En los últimos años, el concepto de “cancelación” se ha establecido como un fenómeno central en el debate sobre la libertad de expresión, ya que conlleva implícitamente la intención de silenciar el disenso y restringir el ejercicio pleno de la libertad de expresión, en aras de corregir lo que se considera una injusticia social.
Si bien la libertad de expresión no puede ser absoluta, y el discurso de odio debe ser regulado, el fenómeno de la cancelación, en muchos casos, parece desbordar estos límites, ya que actúa como una forma de autocensura social que restringe el pluralismo y el debate abierto, además de que no solo afecta a la persona directamente involucrada, sino que tiene un impacto más amplio sobre la sociedad, al erosionar la confianza en los mecanismos democráticos de deliberación y en el derecho a la disidencia; a medida que los ciudadanos se ven cada vez más presionados a conformarse con las normas impuestas por la mayoría (o por las corporaciones mercantiles), se corre el riesgo de que se haga más difícil expresar opiniones impopulares o que incomodan el statu quo.
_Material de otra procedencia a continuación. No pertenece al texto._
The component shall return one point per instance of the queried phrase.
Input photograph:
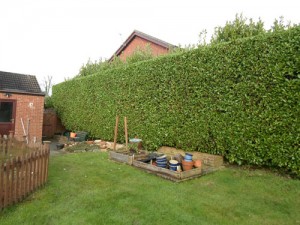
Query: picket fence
(21, 174)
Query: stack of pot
(187, 163)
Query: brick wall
(28, 107)
(139, 42)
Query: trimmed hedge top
(239, 99)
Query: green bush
(238, 99)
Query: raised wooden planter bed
(174, 175)
(162, 172)
(124, 157)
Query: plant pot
(187, 165)
(60, 146)
(197, 163)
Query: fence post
(11, 134)
(47, 153)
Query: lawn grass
(88, 188)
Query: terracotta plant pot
(187, 165)
(197, 163)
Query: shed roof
(19, 83)
(147, 37)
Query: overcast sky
(55, 37)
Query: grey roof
(19, 83)
(144, 36)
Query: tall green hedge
(239, 99)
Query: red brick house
(21, 106)
(140, 40)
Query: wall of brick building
(28, 107)
(139, 42)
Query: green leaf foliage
(238, 99)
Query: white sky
(55, 37)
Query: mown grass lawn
(88, 188)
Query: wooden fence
(21, 174)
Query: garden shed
(21, 106)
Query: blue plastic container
(188, 157)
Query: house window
(6, 111)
Si bien la cancelación se presenta como una forma de control social ejercido desde abajo, su impacto sobre la libertad de expresión no es menos preocupante que la censura que proviene de cualquier otro agente de poder; la dinámica de autocensura impulsada por el miedo a ser cancelado o repudiado tiene efectos similares a la represión política en los regímenes autoritarios: ambas socavan la confianza en el debate público libre y abierto; la diferencia radica en el alcance y la violencia de las represalias, aunque en esencia el resultado es el mismo: la limitación de la libertad de expresión.
El riesgo es que la aceptación o banalización de la censura en cualquier forma, ya sea a través de la cancelación o a través de la represión, allane el camino para el autoritarismo. Cuando la gente comienza a acostumbrarse a la idea de que ciertas opiniones o visiones del mundo no deben ser escuchadas, se abre la puerta a un debilitamiento progresivo de la democracia; los derechos humanos, incluidos los derechos a la libertad de expresión y a la participación política, son el pilar real y simbólico que se socava.
Recordemos que el derecho a opinar, disentir y debatir es invaluable y no deberíamos permitir que la presión social o la mano dura de los gobiernos nos silencien.
Solo una ciudadanía que respete y proteja la libertad de expresión, en todas sus formas y expresiones, podrá enfrentar el riesgo de un autoritarismo ascendente. La defensa activa de los derechos humanos, sin caer en la trampa de la censura, es la única garantía de que las sociedades democráticas sigan siendo verdaderamente libres.